There’s no doubt in my mind that 3D is here to stay. That’s not to say that all films will be released in 3D any time soon, but I would expect the percentage to increase steadily. Ultimately, 3D may be as common as color, but that will probably take at least 10 years.

And there’s nothing that can be done in color that can’t be done in black & white, right?

Beowulf had name stars and a normal plot, and while it certainly benefited from the depth, it didn’t really depend on it. It’s just taking filmmakers a while to get used to 3D as a legitimate technique that augments other techniques, rather than as a standalone gimmick. But then, the same was true for color and sound when those appeared on the scene.

Only because they’re responding to hype and the successful application of a gimmick. I don’t think you can rely on that to sustain.

It might. I haven’t gone to see any 3D movies yet, partly because I don’t go to cinemas anymore, and partly because they’re not playing in 3D locally, I have to travel further. But also because I don’t see the point. It doesn’t improve a movie’s story, so why bother?

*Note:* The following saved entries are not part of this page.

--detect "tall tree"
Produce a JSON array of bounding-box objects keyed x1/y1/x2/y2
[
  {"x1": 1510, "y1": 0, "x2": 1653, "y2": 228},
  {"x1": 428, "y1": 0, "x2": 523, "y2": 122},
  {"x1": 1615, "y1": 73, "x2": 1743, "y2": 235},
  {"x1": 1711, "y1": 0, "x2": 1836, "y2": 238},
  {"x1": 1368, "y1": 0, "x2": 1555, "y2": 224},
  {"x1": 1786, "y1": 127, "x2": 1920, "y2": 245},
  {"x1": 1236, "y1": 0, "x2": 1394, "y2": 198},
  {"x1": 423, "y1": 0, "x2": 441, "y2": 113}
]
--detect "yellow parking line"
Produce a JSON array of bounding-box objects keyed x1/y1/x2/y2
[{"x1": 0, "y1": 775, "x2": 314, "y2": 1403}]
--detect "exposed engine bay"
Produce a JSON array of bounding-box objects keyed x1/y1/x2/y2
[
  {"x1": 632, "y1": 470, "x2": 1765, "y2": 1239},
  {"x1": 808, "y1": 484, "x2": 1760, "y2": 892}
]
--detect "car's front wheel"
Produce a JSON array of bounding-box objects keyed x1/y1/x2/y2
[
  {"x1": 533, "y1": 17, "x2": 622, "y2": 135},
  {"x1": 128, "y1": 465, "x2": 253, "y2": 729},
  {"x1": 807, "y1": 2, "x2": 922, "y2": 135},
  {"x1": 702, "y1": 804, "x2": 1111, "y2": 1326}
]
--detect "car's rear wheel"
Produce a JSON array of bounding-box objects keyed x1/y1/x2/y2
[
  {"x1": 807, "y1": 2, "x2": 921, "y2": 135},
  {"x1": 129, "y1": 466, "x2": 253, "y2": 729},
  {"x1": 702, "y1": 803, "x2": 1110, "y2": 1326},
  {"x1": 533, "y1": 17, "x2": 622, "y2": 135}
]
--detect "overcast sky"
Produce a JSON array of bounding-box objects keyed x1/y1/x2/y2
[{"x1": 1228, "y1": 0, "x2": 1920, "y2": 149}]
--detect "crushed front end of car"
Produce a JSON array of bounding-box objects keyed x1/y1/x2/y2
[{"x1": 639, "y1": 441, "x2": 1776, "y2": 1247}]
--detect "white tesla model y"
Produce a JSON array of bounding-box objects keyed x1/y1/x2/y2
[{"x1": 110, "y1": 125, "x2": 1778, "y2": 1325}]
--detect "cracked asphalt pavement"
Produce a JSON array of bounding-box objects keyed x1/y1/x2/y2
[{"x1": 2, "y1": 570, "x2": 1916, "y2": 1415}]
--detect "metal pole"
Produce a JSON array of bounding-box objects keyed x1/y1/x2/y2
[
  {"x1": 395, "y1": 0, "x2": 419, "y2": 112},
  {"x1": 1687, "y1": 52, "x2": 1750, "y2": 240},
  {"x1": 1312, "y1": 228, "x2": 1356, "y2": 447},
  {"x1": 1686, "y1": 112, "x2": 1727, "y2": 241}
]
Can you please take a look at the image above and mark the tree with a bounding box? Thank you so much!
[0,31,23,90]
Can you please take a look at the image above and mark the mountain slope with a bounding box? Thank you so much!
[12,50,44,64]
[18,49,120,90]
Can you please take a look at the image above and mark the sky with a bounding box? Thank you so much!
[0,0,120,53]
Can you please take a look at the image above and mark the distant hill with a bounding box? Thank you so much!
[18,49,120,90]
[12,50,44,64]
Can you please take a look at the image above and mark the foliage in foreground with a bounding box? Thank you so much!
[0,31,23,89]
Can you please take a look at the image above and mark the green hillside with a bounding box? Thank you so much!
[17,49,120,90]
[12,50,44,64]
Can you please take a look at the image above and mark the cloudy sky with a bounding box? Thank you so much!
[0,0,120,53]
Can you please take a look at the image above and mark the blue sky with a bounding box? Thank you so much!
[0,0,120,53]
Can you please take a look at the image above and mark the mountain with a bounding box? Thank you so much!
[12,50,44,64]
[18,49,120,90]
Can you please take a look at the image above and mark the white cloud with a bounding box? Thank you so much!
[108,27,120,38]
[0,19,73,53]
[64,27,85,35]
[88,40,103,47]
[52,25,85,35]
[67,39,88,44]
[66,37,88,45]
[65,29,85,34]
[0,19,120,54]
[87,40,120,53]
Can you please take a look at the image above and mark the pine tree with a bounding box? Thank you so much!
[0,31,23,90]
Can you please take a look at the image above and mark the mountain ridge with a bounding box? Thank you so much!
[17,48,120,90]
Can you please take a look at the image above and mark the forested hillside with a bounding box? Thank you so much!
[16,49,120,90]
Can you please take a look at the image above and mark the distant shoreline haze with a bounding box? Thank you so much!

But the proles seem to like it, so who knows.

Neither did color.

Also, 3D movies charge more per ticket than their 2D counterparts.

They are pretty much here to stay, given that more theaters are doing it, and more are converting screens to fauxmax. However, they will stay pretty much the somain of animated films, or live action action films with large amounts of cgi.

Colour was a natural and inevitable progression, and caused no issue with viewing. Stereoscopic 3D is still problematic to view for many people and requires, possibly unavoidable, accessories.

Nonsense. It is one of the great tragedies of cinematic art that Chesty Morgan never made a 3D film.

Stereo movies don’t require special glasses, as I’ve noted above.